İnsan ruhunun derinliklerinde yatan en temel ihtiyaçlardan biri, görülmek, değer verilmek ve takdir edilmektir. Bu, başarıya giden yolda sıklıkla gözden kaçan, ancak en güçlü itici güçlerden biridir. Tarihte, yılda bir milyon dolar gibi o dönem için inanılmaz bir ücret alan iki kişiden biri olan Charles Schwab'ın başarısının sırrı da tam olarak buradadır.
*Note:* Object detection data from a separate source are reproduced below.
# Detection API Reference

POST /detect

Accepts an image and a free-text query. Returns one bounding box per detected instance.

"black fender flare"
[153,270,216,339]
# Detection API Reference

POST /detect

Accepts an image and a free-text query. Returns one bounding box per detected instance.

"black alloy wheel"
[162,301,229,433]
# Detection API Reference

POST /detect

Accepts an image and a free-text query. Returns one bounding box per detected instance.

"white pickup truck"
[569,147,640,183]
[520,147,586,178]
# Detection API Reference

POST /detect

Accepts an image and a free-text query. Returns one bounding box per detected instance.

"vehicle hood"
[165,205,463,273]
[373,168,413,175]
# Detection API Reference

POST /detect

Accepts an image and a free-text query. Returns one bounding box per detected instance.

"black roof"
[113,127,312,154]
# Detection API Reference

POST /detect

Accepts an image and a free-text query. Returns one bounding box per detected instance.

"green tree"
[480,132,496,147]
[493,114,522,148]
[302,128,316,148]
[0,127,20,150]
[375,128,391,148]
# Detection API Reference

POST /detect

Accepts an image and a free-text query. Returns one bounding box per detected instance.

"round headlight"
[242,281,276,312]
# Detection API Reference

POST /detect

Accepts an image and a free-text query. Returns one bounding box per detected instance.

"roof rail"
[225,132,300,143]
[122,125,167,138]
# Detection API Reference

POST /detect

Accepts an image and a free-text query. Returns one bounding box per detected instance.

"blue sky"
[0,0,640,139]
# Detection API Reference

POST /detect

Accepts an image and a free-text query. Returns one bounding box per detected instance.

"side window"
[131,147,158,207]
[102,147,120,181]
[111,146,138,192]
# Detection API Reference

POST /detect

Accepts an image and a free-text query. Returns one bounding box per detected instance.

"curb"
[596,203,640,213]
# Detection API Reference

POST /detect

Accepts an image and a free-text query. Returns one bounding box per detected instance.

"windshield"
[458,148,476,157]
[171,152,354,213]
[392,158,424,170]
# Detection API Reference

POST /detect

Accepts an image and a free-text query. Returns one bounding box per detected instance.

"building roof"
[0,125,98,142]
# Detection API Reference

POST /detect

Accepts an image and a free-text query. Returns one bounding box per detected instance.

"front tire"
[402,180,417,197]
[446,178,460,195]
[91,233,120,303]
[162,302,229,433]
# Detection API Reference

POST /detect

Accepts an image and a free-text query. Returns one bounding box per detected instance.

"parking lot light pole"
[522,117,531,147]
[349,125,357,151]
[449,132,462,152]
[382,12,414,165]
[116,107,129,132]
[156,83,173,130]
Schwab'ın çelik sanayisindeki teknik bilgisi kadar, belki de ondan daha önemli olan, insanlara heyecan verebilme yeteneğiydi. İnsanların çabalarını takdir etme ve teşvik etme gücüne olan inancı, onu zirveye taşıdı.
Schwab, eleştirinin motivasyonu nasıl öldürdüğünü çok iyi biliyordu. Bu nedenle, takdiri öne çıkardı. Beğendiği çalışmaları dile getirmekten çekinmezdi. Benzer bir deneyimi, bir elektrik ustası olarak çırağımla yaşadım. Çırağıma bir arızayı bulması için fırsat verdim. "Usta, buldum!" dediğinde, "Harikasın!" diyerek takdir ettim. O günden sonra çekingen çırak gitmiş, özgüvenli biri gelmişti. Bu, potansiyeli ortaya çıkarmak için samimi bir takdirin yeterli olduğunu gösteren güzel bir örnektir.
İş hayatında eleştiriyi tercih etmek, kusur bulmayı kolay bulmak yaygın bir tavırdır. Ancak “şımartılma” bahanesiyle takdir etmekten çekinmek, insan ruhunun temel ihtiyacını göz ardı etmektir. Unvanlar ya da mevkiler ne olursa olsun, her birey değerli olduğunu hissetmek ister. Ralph Waldo Emerson’ın da vurguladığı gibi, “Her insandan öğrenilecek bir şey vardır.” Bu söz, her insanın takdir edilmeyi hak eden eşsiz niteliklere sahip olduğunu gösterir.
Maalesef, çoğu zaman farklılıkları görmekte zorlanır ve herkesin aynı kalıba girmesini bekleriz. Oysa potansiyel; ince işlerde, matematikte, sözel yeteneklerde ve daha pek çok alanda farklı biçimlerde ortaya çıkar. Bu fıtrat farklılıklarını yok saymak, yalnızca bireyin gelişimini engellemekle kalmaz, aynı zamanda büyük bir haksızlıktır.
Yöneticiliğim sürecinde bu gerçeği bizzat tecrübe ettim. En büyük destekçilerim olan özel kalemim, makam şoförüm ve makam görevlim, resmi unvanlarının ötesinde kendilerine özgü yeteneklere sahipti. Onları takdir etmek, hem potansiyellerini açığa çıkarmamı sağladı hem de çalışma ortamında olumlu bir etki yarattı.
İnsanlarla gerçek bağ kurmanın yolu, onların iç dünyasına adım atmaktan geçer. Örneğin, sigara içen oğlunuza baskı yapmak yerine, sevdiği sporla ilgili hedeflerini konuşun. Sigaranın bu hedefleri nasıl engelleyeceğini anlatın. Karar kendi tutkusundan doğarsa, değişim kalıcı olur. Schwab'ın sırrı buydu: İnsanların tanınma ihtiyacını görmek, eleştiriden uzak durmak ve içlerindeki ateşi kendi arzularıyla tutuşturmak. Bu ilkeler sadece işte değil, hayatın her alanında işler.
Belki de başarının anahtarı, insan ruhunun inceliklerini anlayıp ona sevgiyle yaklaşmakta gizlidir.
Bugün kimi takdir ettiniz? Bu soruyu kendinize sorarak, başkalarının potansiyelini görme ve takdir etme yolunda küçük ama anlamlı adımlar atabilirsiniz. Unutmayın, takdir, sadece bir söz değil, bir davranıştır. Samimiyetle gösterilen takdir, insanların özgüvenini artırır, yeteneklerini geliştirir ve onları daha büyük başarılara iter. Bu yüzden, bugün ve her gün, etrafınızdaki insanların değerini görün ve takdir edin. Bu, hem onların hem de sizin başarınız için görünmeyen ama güçlü bir anahtardır.